GLP-1RA Offers Added Protection in Lupus
GLP-1 receptor agonists are already well-established for their cardioprotective and kidney-protective effects in T2D, but their potential benefit in high-risk autoimmune populations has been less clear. This study sought to determine whether these benefits extend to individuals with SLE, particularly those with lupus nephritis (LN), a population already vulnerable to cardiovascular disease and progressive kidney impairment. Researchers emulated a target trial using real-world data from a large, US-based, multi-centre electronic health record database to assess long-term outcomes of GLP-1RA use.
Trial Emulation Suggests Real-World Impact
In the retrospective cohort study, 910 patients initiating GLP-1RA were compared with 1004 patients receiving DPP-4 inhibitors, including a subset of over 590 patients with confirmed LN. To minimise confounding, the researchers applied propensity score overlap weighting, achieving well-balanced baseline characteristics. Key outcomes included major adverse cardiovascular events (MACE), venous thromboembolism (VTE), kidney disease progression, and all-cause mortality, an outcome spectrum highly relevant to patients with SLE and T2D.

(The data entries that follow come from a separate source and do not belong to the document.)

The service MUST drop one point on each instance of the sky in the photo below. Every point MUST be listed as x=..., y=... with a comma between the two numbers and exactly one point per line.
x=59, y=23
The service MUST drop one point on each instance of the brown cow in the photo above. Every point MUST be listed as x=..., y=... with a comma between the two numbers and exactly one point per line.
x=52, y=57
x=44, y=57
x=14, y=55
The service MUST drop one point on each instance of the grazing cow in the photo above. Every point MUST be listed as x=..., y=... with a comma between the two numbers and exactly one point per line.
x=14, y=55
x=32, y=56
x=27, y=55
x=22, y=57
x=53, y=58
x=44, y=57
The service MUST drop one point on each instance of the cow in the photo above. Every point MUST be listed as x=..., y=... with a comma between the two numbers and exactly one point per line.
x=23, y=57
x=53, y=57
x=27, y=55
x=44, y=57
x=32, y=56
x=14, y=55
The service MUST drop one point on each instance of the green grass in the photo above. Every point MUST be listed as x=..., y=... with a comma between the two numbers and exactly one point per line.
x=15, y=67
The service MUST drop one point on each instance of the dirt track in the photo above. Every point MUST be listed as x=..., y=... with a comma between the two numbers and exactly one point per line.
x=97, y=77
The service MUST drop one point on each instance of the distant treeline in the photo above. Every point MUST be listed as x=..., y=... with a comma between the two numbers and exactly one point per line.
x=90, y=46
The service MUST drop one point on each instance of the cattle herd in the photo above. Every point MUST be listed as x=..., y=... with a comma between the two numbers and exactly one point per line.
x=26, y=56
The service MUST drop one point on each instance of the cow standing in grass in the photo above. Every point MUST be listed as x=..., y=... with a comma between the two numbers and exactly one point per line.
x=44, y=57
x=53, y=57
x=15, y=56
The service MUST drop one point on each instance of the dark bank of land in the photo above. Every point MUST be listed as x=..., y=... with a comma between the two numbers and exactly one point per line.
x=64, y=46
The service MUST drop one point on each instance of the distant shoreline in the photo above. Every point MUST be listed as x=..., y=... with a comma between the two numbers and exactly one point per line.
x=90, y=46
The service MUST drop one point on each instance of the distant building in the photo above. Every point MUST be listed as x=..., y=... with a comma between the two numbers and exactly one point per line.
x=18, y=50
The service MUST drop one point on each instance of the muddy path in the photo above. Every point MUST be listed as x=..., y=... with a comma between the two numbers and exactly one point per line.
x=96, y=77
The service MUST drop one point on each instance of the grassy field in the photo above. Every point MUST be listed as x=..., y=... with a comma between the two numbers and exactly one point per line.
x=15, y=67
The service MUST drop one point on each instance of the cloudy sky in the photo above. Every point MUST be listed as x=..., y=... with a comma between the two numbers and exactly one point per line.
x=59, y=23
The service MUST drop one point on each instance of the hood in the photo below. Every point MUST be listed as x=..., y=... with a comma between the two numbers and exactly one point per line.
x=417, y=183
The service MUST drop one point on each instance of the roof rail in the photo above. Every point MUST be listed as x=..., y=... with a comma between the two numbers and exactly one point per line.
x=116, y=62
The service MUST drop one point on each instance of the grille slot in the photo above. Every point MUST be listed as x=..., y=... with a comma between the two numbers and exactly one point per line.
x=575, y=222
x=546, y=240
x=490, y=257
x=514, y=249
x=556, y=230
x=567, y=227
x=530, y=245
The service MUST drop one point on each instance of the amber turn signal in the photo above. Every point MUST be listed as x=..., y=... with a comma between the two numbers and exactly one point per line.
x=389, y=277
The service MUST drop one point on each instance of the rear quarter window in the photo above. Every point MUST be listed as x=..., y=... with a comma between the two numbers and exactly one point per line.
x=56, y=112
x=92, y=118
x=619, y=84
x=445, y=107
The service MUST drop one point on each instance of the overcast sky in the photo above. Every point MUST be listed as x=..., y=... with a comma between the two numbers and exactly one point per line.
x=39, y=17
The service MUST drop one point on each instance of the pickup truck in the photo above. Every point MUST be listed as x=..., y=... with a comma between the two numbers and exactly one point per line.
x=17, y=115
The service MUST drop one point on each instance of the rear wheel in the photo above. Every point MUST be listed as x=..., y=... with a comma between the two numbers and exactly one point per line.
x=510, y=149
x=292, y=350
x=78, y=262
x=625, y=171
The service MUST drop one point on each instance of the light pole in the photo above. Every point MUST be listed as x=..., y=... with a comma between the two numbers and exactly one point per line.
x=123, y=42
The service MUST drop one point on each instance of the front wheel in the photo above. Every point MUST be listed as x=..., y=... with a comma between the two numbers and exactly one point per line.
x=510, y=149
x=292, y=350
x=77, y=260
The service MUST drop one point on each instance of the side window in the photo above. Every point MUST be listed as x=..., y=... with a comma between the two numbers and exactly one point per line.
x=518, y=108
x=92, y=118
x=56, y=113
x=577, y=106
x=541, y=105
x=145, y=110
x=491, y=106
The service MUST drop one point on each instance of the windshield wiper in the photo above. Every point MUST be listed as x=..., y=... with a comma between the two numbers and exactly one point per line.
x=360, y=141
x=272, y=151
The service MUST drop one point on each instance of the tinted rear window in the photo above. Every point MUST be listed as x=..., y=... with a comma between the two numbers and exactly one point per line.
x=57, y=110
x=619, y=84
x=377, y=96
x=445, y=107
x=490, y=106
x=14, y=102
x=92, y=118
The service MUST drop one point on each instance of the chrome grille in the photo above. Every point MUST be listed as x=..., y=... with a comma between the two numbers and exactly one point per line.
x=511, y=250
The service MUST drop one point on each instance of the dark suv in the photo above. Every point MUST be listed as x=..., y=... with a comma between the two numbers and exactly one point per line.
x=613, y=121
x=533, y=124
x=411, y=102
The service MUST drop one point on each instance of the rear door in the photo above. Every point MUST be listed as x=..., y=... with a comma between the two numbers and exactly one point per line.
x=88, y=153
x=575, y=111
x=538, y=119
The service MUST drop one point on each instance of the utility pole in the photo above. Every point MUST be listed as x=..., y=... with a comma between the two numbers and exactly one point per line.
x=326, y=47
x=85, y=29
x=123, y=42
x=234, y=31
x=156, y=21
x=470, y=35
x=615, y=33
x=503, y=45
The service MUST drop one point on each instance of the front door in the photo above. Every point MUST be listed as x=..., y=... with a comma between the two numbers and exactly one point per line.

Lower Risk Across All Key Outcomes with GLP-1RA
Compared with DPP-4 inhibitors, GLP-1RA use was associated with significantly lower risks of MACE (hazard ratio [HR]: 0.66), VTE (HR: 0.49), kidney disease progression (HR: 0.77), and all-cause mortality (HR: 0.26). These benefits were also observed within the lupus nephritis subgroup, supporting the broader applicability of GLP-1RA in complex comorbid populations. The findings suggest a potentially disease-modifying role for GLP-1RA in lupus-related vascular and renal complications.
Broader Implications for High-Risk Populations
This study supports the use of GLP-1RA in patients with lupus and T2D, including those with lupus nephritis. Prospective trials are warranted to confirm these findings and guide clinical decision-making in this underserved population.
Reference
Jorge A et al. Glucagon-Like Peptide-1 Receptor Agonist Use and the Risk of Adverse Cardiac and Kidney Outcomes Among Patients with Systemic Lupus Erythematosus and Lupus Nephritis. Arthritis Rheumatol. 2025;DOI: 10.1002/art.43403.